Eel River Athapaskan
The Eel River Athapaskan People include the Wailaki, Lassik, Nongatl, and Sinkyone (Sinkine). Today they live in present-day Mendocino, Trinity, and Humboldt counties on or near the Eel River and Van Duzen River of northwestern California.
These groups speak dialects of the Wailaki language belonging to the Pacific Coast Athabaskan group of the Athapaskan language family.
Other related Athapaskan groups near the Eel River Athapaskans included the Hupa-Whilkut-Chilula to the north, the Mattole on the coast to the west, and the Kato to the south.
The Whilkut, Nongatl and Lassik were essentially annihilated during the Bald Hills War in the 1860s.
The Nongatl (Hupa word meaning ″Athapaskan to the south″) lived traditionally in the territory around the Van Duzen River, from its outlet on the Eel River to its headwaters near Dinsmore, California, and along Yager Creek and Larabee Creek. They had at least 35 villages.
The Lassik (Las’-sik, the name of their last chief) had about 20 villages and occupied a portion of main Eel River south to Kekawaka Creek, and its east tributaries, Van Duzen River, Larrabee, and Dobbyn creeks, as well the headwaters of the North Fork Eel River and Mad River.

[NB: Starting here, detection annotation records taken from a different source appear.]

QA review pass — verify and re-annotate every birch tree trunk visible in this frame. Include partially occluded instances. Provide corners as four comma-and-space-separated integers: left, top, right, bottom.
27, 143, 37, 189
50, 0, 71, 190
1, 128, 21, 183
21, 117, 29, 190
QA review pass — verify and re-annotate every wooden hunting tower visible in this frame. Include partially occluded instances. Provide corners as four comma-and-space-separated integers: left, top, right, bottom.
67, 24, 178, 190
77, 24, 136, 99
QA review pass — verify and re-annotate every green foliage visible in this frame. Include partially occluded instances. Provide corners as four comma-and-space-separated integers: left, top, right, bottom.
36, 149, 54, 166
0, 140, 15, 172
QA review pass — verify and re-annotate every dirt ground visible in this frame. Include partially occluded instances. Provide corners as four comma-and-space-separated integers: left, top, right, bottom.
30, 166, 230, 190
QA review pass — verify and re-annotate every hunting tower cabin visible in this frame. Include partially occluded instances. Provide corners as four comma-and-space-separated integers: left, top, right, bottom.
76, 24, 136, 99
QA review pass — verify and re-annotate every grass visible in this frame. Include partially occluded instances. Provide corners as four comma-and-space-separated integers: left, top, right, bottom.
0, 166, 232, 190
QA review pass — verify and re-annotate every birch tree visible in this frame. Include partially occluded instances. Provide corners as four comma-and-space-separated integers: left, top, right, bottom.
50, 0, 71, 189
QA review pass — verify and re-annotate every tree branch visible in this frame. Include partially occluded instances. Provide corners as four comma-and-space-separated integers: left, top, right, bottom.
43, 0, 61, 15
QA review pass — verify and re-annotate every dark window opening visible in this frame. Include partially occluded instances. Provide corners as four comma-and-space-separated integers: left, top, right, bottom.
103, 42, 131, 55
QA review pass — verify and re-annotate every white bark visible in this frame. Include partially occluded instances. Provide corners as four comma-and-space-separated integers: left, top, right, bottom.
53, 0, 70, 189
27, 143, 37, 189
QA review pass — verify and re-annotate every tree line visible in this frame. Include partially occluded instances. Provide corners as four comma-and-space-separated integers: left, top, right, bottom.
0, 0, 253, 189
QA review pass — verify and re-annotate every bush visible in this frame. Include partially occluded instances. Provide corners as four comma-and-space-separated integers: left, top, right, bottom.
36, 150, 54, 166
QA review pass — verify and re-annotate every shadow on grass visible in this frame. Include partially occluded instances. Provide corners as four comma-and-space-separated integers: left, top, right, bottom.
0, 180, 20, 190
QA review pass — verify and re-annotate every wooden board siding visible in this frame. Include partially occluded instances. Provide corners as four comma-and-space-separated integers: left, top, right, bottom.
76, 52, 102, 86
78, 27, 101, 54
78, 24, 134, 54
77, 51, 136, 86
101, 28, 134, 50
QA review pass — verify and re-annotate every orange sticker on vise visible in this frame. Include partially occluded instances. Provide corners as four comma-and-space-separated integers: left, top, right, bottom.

The majority of them perished during the first few years of the occupancy of their country by white people, a bounty being placed on their heads and the traffic in children for slaves being profitable and unrestrained. A few families of them are still living in the neighborhood of their former homes.
The Wailaki (Wintun term meaning “north language.”) or in their own language Kinist’ee (″the people″) lived in northwestern California, along the Eel River south of Kekawaka Creek and the North Fork Eel River in three main subdivisions:
Tsennahkenne or Tsen-nah-ken-ne (Eel River Wailaki or Mainstem Eel River band);
Bahneko or Bah-ne-ko keah (North Fork [Eel River] Wailaki or North Fork Eel River band); and
Che-teg-gah-ahng (Pitch Wailaki or Pitch band) (located farther up the North Fork of the Eel River). These regional groupings were divided into several bands and contained almost 100 villages.
The Sinkyone, with about 70 villages, had the land along the Eel River and South Fork Eel River, and a portion of coastline from Spanish Flat south.
Today, some Wailaki people are enrolled in the Scotts Valley Band of Pomo Indians of California, the Grindstone Indian Rancheria of Wintun-Wailaki Indians, and the Round Valley Indian Tribes (formerly: Covelo Indian Community Yuki, Wailaki, Concow, Little Lake Pomo, Nomlacki, and Pit River peoples).
There are also Athabascan tribes in Alaska.